Octopod Text¶
The text aspects of Octopod are housed here. This includes sample model architectures and a dataset class.
Model Architectures¶
-
class
octopod.text.models.multi_task_bert.
BertForMultiTaskClassification
(config, pretrained_task_dict=None, new_task_dict=None, dropout=0.1)¶ PyTorch BERT class for multitask learning. This model allows you to load in some pretrained tasks in addition to creating new ones.
Examples
To instantiate a completely new instance of BertForMultiTaskClassification and load the weights into this architecture you can use the from_pretrained method of the base class by specifying the name of the weights to load, e.g.:
model = BertForMultiTaskClassification.from_pretrained( 'bert-base-uncased', new_task_dict=new_task_dict ) # DO SOME TRAINING model.save(SOME_FOLDER, SOME_MODEL_ID)
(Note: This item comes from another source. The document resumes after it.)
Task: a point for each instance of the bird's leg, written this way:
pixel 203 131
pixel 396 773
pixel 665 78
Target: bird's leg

To instantiate an instance of BertForMultiTaskClassification that has layers for pretrained tasks and new tasks, you would do the following:
model = BertForMultiTaskClassification.from_pretrained( 'bert-base-uncased', pretrained_task_dict=pretrained_task_dict, new_task_dict=new_task_dict ) model.load(SOME_FOLDER, SOME_MODEL_DICT) # DO SOME TRAINING
- Parameters
config (json file) – Defines the BERT model architecture. Note: you will most likely be instantiating the class with the from_pretrained method so you don’t need to come up with your own config.
pretrained_task_dict (dict) – dictionary mapping each pretrained task to the number of labels it has
new_task_dict (dict) – dictionary mapping each new task to the number of labels it has
dropout (float) – dropout percentage for Dropout layer
-
export
(folder, model_id, model_name=None)¶ Exports the entire model state dict to a specific folder.
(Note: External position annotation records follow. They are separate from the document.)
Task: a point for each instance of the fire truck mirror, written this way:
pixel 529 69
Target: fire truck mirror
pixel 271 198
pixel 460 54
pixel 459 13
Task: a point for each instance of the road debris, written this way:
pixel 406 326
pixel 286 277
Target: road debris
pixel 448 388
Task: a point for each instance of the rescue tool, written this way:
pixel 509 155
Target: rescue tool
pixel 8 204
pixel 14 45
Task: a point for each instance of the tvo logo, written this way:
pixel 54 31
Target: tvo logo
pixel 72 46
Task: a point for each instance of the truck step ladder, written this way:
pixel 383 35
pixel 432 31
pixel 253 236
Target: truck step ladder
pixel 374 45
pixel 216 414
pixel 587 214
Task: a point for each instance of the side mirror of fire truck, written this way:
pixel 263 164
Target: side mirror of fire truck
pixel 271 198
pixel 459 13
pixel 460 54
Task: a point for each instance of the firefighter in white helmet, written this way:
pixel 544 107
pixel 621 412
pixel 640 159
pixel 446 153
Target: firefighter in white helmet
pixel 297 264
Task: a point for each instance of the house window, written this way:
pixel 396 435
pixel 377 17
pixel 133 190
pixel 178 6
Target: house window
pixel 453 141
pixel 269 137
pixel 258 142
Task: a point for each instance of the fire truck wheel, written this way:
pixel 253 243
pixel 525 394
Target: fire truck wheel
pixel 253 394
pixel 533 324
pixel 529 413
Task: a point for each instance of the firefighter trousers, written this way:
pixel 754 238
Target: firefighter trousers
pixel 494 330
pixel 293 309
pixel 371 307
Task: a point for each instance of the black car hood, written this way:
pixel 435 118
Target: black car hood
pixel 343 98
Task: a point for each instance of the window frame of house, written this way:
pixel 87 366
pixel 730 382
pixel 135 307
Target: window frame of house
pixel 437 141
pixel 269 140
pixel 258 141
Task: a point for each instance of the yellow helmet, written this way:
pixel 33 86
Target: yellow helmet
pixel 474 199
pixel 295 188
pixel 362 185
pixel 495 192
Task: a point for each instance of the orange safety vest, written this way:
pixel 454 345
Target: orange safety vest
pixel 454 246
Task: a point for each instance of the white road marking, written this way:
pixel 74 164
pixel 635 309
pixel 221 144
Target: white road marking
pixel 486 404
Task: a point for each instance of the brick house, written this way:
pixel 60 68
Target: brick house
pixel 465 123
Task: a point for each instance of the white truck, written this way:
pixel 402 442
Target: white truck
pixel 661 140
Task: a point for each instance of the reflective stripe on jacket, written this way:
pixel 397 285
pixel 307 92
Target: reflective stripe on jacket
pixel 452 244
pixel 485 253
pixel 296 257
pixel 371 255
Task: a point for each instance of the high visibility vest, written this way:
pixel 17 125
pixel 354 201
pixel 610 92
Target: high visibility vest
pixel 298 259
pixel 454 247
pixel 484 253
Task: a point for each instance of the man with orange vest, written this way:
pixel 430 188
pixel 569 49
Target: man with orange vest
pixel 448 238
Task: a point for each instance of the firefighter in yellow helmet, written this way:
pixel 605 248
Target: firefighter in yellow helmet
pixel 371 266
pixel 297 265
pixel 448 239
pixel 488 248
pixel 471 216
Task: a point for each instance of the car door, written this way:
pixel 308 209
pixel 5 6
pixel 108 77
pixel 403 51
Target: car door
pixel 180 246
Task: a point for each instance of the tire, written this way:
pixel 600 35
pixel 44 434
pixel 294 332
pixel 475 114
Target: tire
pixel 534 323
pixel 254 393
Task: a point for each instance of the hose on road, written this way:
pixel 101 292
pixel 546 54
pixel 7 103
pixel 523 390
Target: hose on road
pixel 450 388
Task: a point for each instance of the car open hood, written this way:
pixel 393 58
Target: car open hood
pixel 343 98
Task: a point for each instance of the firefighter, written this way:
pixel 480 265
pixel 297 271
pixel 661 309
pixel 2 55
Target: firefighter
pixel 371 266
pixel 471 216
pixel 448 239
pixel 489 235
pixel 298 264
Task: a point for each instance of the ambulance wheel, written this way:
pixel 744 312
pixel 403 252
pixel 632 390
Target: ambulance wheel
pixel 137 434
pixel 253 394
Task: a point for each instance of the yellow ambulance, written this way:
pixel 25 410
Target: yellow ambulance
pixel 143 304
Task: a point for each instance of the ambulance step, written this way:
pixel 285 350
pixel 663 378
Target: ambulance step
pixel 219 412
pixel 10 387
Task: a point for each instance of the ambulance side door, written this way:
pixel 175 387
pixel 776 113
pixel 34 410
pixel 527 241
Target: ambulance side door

Note: if the model has pretrained_classifiers and new_classifers, they will be combined into the pretrained_classifiers attribute before being saved.
- Parameters
folder (str or Path) – place to store state dictionaries
model_id (int) – unique id for this model
model_name (str (defaults to None)) – Name to store model under, if None, will default to multi_task_bert_{model_id}.pth
Side Effects
- saves one file:
folder / model_name
-
forward
(tokenized_input)¶ Defines forward pass for Bert model
- Parameters
tokenized_input (torch tensor of integers) – integers represent tokens for each word
- Returns
- Return type
A dictionary mapping each task to its logits
-
freeze_bert
()¶ Freeze all core Bert layers
-
freeze_pretrained_classifiers_and_bert
()¶ Freeze pretrained classifier layers and core Bert layers
-
import_model
(folder, file)¶ Imports the entire model state dict from a specific folder.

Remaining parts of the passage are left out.